Having already successfully lobbied for an almost complete ban on parents making their own decisions on correcting their children, a British charity has set its sights on mopping up resistance to their agenda abroad.
British-registered charity Association for the Protection of all Children, otherwise known as End Corporal Punishment, and ‘Approach’, has brought a formal complaint against the French state at the European Committee of Social Rights.
Present French laws bans smacking children in all cases except for when it is ‘educational’, for instance where it would teach a child that a certain action could be dangerous or harmful to them, a system which France claims works to protects the young from genuine abuse. This is a situation that Approach considers insufficient, and they want to see a complete ban in France.
The campaign is just a small part of a European-wide initiative by the European Union to ban the smacking of children in every member state, with the Council of Europe calling it a “violation of their [Children’s] human rights”, reports TheLocal.fr.
The website of the organisation behind Approach expresses a similar world view, saying: “Corporal punishment of children breaches their fundamental human rights to respect for human dignity and physical integrity. Its legality in almost every state worldwide – in contrast to other forms of inter-personal violence – challenges the universal right to equal protection under the law”.
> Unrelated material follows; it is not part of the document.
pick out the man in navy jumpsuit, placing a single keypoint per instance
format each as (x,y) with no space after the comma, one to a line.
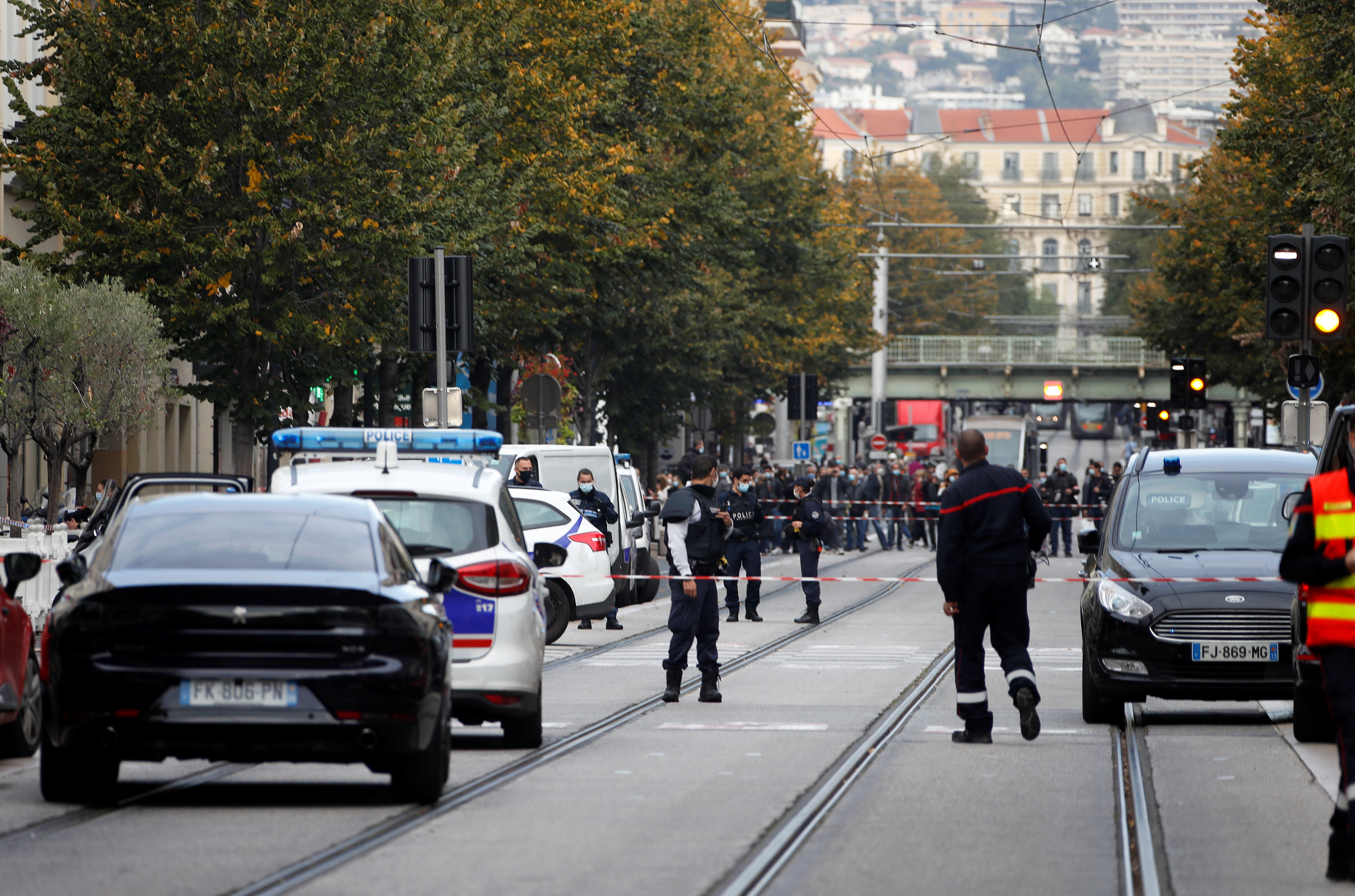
(808,524)
(991,521)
Despite the fervour of the campaign group, smacking bans remain unpopular and the science behind the ban is disputed. Recent polls have shown as little as one fifth of British adults support the ban, while six in ten supported parents having the option if they needed it.
A report by the British Medical Journal has questioned the justifications behind a smacking ban, and especially the use of Sweden as a good case study of a country where a smacking ban has been successful. The 2000 reports says: “All eight of those studies, including four randomized clinical trials, found nonabusive smacking to have beneficial child effects when used to back up milder disciplinary tactics with 2- to 6-year-olds. Smacking then makes milder tactics more effective, not “harder to use” as [claimed]”.
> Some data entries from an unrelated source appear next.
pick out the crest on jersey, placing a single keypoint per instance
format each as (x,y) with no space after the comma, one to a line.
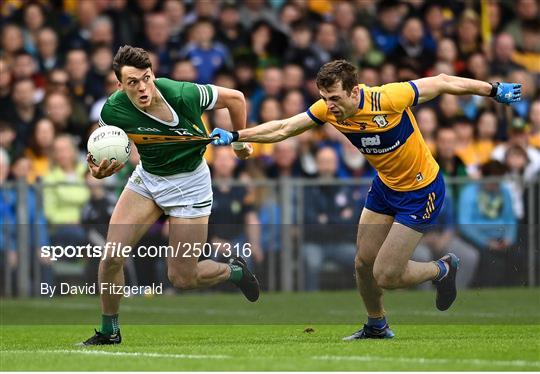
(381,120)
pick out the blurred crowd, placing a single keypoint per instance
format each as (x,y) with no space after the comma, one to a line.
(55,75)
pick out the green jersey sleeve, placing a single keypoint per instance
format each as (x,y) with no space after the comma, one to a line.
(199,97)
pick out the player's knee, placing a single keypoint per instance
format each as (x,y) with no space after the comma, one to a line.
(387,278)
(361,264)
(183,281)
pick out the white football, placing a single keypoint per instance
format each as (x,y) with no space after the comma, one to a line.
(109,143)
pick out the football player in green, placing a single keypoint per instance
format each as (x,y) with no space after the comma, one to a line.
(163,118)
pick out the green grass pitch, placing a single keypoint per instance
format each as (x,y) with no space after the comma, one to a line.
(485,330)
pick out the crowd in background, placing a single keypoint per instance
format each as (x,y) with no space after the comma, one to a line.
(55,75)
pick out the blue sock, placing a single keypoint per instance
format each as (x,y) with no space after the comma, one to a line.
(377,322)
(443,271)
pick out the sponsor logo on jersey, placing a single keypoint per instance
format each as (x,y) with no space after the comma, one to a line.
(149,129)
(371,140)
(381,120)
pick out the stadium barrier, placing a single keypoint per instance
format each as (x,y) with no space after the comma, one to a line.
(285,230)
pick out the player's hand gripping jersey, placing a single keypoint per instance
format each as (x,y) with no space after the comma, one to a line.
(385,131)
(165,148)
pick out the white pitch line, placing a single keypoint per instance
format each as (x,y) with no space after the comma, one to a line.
(127,354)
(420,360)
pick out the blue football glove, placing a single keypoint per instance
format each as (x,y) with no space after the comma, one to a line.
(222,137)
(508,93)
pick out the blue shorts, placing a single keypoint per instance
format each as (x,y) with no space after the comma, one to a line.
(415,209)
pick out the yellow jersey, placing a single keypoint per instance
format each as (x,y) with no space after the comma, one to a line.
(385,131)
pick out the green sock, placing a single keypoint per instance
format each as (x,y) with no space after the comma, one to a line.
(109,324)
(236,273)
The report also criticised studies which used examples of corporal punishment that included “beating with a stick… burning… using a knife or gun” as illegal and therefore irrelevant.
A 2004 report by the Christian Institute also questioned the findings of the pro-ban lobby, questioning research that purported to show smacking had no effect on societal outcomes. The report, entitled ‘Sweden’s Smacking Ban, More Harm Than Good’ showed that after the ban incidences of violence between young people actually increased by some hundreds of percent.
Concluding, the report noted: “At every point, the evidence contradicts [Save the Children’s] conclusions… Their rates of physical child abuse and criminal assaults by minors against minors have increased at least five- or six-fold since the smacking ban”.
“I do not question the good intentions of [Save the Children’s] and other advocates for smacking bans. They sincerely think that smacking bans will improve the welfare of children. Unfortunately, there is no objective evidence that the overall situation has improved for children in countries that have adopted smacking bans”.